E aqui chegamos ao verdadeiro vértice do que hoje aqui se encontra em debate.
Sr. Presidente e Srs. Deputados, os diplomas hoje em apreço, tratando embora
de questões com determinante componente técnica, levantam problemas
essencialmente políticos. Problemas políticos, aliás, de relevância
nacional, problemas políticos que se situam nas sensíveis áreas da própria
soberania e da definição do nosso futuro enquanto país.

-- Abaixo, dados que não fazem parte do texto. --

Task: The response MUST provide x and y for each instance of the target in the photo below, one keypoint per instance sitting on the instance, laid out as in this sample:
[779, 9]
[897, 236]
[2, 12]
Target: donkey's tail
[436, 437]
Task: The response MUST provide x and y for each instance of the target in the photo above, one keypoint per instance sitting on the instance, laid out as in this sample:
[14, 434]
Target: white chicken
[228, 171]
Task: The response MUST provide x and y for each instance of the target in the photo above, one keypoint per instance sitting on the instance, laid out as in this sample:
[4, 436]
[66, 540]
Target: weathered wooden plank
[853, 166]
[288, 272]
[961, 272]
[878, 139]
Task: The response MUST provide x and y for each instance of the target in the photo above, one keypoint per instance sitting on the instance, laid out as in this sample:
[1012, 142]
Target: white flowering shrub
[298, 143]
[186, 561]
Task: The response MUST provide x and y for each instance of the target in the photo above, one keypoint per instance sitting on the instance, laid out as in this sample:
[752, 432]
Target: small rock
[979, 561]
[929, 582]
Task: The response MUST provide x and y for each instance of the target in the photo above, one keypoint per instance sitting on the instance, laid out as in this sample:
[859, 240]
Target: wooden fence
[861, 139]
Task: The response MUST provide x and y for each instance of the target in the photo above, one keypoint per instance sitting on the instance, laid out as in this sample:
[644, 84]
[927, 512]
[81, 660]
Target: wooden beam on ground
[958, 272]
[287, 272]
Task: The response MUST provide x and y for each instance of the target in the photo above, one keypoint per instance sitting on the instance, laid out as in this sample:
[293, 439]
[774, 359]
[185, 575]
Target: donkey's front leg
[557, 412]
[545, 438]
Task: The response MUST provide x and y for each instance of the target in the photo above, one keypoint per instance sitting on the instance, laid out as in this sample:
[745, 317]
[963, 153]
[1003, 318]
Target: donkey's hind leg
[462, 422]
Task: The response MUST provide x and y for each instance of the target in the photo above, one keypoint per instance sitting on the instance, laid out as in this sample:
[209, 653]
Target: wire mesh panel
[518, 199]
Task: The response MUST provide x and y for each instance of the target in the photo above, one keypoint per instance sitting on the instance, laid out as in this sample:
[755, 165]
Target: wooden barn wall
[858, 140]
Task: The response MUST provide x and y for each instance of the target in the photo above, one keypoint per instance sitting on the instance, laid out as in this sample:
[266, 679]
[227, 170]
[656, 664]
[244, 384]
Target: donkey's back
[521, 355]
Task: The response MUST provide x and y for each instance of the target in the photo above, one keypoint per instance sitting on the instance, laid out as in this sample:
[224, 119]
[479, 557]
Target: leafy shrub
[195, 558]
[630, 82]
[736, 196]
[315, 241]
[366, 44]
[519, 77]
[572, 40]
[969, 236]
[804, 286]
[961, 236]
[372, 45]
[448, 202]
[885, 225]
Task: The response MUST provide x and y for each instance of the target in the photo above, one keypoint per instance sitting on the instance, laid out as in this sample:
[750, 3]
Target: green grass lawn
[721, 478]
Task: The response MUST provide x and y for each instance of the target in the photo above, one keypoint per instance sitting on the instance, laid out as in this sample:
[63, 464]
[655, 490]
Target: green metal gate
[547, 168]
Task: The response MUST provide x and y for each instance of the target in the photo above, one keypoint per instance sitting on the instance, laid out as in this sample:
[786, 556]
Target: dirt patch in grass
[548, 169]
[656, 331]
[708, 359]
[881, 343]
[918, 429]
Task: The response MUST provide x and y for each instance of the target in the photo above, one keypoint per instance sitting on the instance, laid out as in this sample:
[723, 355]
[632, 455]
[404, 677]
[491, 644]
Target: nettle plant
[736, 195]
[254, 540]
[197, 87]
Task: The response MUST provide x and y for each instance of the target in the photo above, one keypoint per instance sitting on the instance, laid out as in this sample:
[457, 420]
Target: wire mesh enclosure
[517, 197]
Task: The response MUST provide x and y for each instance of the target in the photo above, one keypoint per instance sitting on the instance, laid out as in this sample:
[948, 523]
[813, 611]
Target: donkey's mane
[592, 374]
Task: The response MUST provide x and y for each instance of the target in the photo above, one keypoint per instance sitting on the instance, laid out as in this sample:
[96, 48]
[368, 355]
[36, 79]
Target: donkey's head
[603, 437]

Nos preâmbulos dos dois diplomas apresentados pelo Governo invocam-se como imposições
para as medidas propostas duas condicionantes que fugiriam ao nosso controlo:
por um lado, os imperativos comunitários, por outro os imperativos do progresso
tecnológico.
Queremos desde já afirmar com toda a clareza que consideramos estas afirmações
inteiramente falaciosas: a razão das medidas propostas reside tão só e
exclusivamente em opções políticas do Governo, opções essas que não têm a
inevitabilidade da ausência de alternativas, antes envolvem a responsabilidade
de quem as toma – e ao que parece com alguma má consciência que leva a buscar justificações
onde elas não existem.
Na verdade, afirma-se na introdução à Proposta de Lei nº 89/VII que o
sistema regulador estabelecido pela lei nº 88/89 «se encontra hoje largamente ultrapassado
pelas profundas transformações tecnológica se institucionais que vêm
impulsionando o desenvolvimento global das telecomunicações» referindo-se de
seguida as directrizes comunitárias no sentido da liberalização do
mercado das telecomunicações.
Sr. Presidente, Srs. Deputados, entendamo-nos de uma vez por todas quanto a
uma pura questão de língua pátria: liberalização de mercados não é sinónimo
de privatizações de empresas públicas.
Mais: liberalização de mercados nem sequer é sinónimo de ausência, de
impossibilidade de existência de empresas públicas, da presença do Estado nos
sectores económicos em causa.
A questão de fundo que continua a colocar-se é a de saber se,
independentemente das dinâmicas de desenvolvimento técnico que possa gerar, o
puro funcionamento do mercado garante a salvaguarda de interesses nacionais,
garante a defesa de estratégias de desenvolvimento que coloquem em primeiro
lugar as necessidades de Portugal e dos portugueses.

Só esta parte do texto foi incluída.